On a cold March night in 1885, Elizabeth Taylor and her twin brother Tom Jones lost their lives to vigilante violence. Amid the wild rumors and conflicting reports of her life, it appears that Elizabeth was a capable, ambitious woman, criticized by many townspeople for being far too independent a woman for the time in which she lived.
When her husband died in 1882, neighborhood tongues wagged that Elizabeth had poisoned him, even though the coroner ruled that he had died of natural causes. Newly widowed Elizabeth and her brother Tom set about growing her cattle business into a profitable venture. Elizabeth, unfortunately, was usually tangled in some livestock or land dispute with her neighbors. A particularly heated argument endued when Elizabeth confronted men stealing lumber from her land. During the melee, one of the men, Edwin Roberts, was shot and Elizabeth's sons were charged with his murder (both boys were later acquitted).

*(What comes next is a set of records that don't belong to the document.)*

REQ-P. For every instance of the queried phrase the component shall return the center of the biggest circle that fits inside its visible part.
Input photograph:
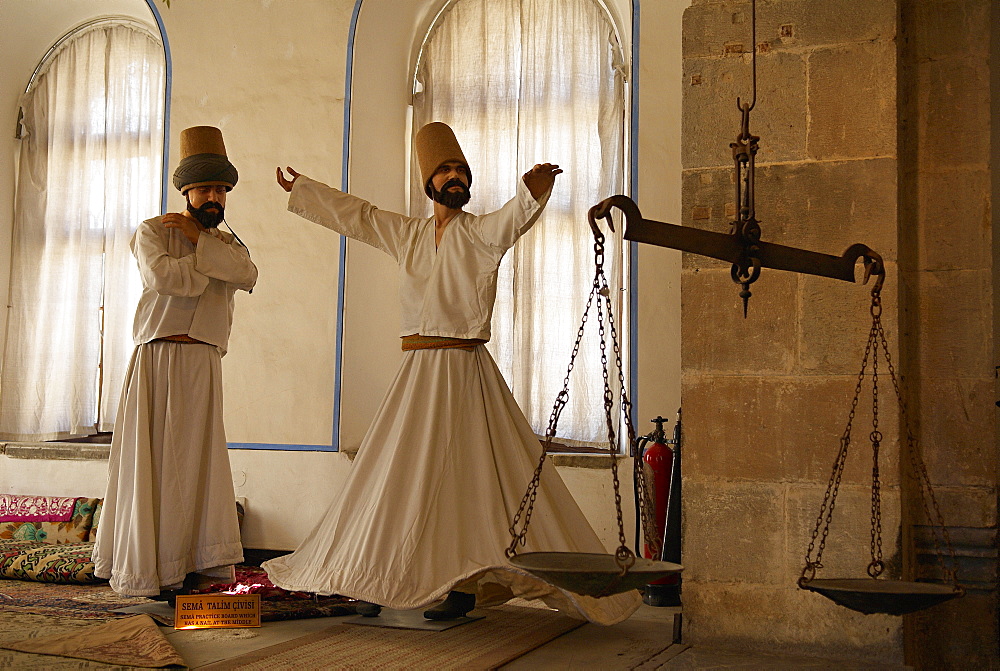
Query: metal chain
(876, 341)
(822, 528)
(623, 555)
(528, 500)
(939, 532)
(877, 566)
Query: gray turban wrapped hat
(436, 144)
(203, 160)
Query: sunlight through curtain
(524, 82)
(89, 171)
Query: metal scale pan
(592, 574)
(890, 597)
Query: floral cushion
(45, 562)
(74, 530)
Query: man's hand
(284, 183)
(540, 178)
(188, 226)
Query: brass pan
(590, 574)
(891, 597)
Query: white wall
(271, 75)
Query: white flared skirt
(170, 507)
(430, 497)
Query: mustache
(455, 182)
(209, 214)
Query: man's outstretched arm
(539, 179)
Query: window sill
(600, 461)
(97, 452)
(54, 450)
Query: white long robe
(441, 472)
(170, 508)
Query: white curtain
(89, 171)
(524, 82)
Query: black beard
(205, 216)
(451, 199)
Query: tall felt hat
(203, 160)
(436, 144)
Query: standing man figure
(427, 505)
(169, 517)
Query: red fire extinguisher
(661, 461)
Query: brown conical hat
(203, 160)
(436, 144)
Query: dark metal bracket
(729, 247)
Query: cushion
(74, 530)
(45, 562)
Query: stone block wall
(948, 274)
(874, 120)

To avenge Robert's death, a group of assailants - led by a spurned suitor whose marriage proposal had been earlier rejected by Elizabeth - stormed Tom's house late one night, kidnapped Elizabeth and her brother, and hanged the two from a nearby bridge. Legend says that from the moment a passing hunter discovered the dangling corpses, he was forever cursed with a speech impediment.
The graves of Tom and Elizabeth, one of very few women hanged in the days of the Old West, lie in a cemetery just a stone's throw from the ghost town of Spring Ranche. Stop by this peaceful place, the setting of a far-from-peaceful end.
Address: West on Hwy 41 about nine miles from Clay Center - watch for signs indicating the site, south on a county road.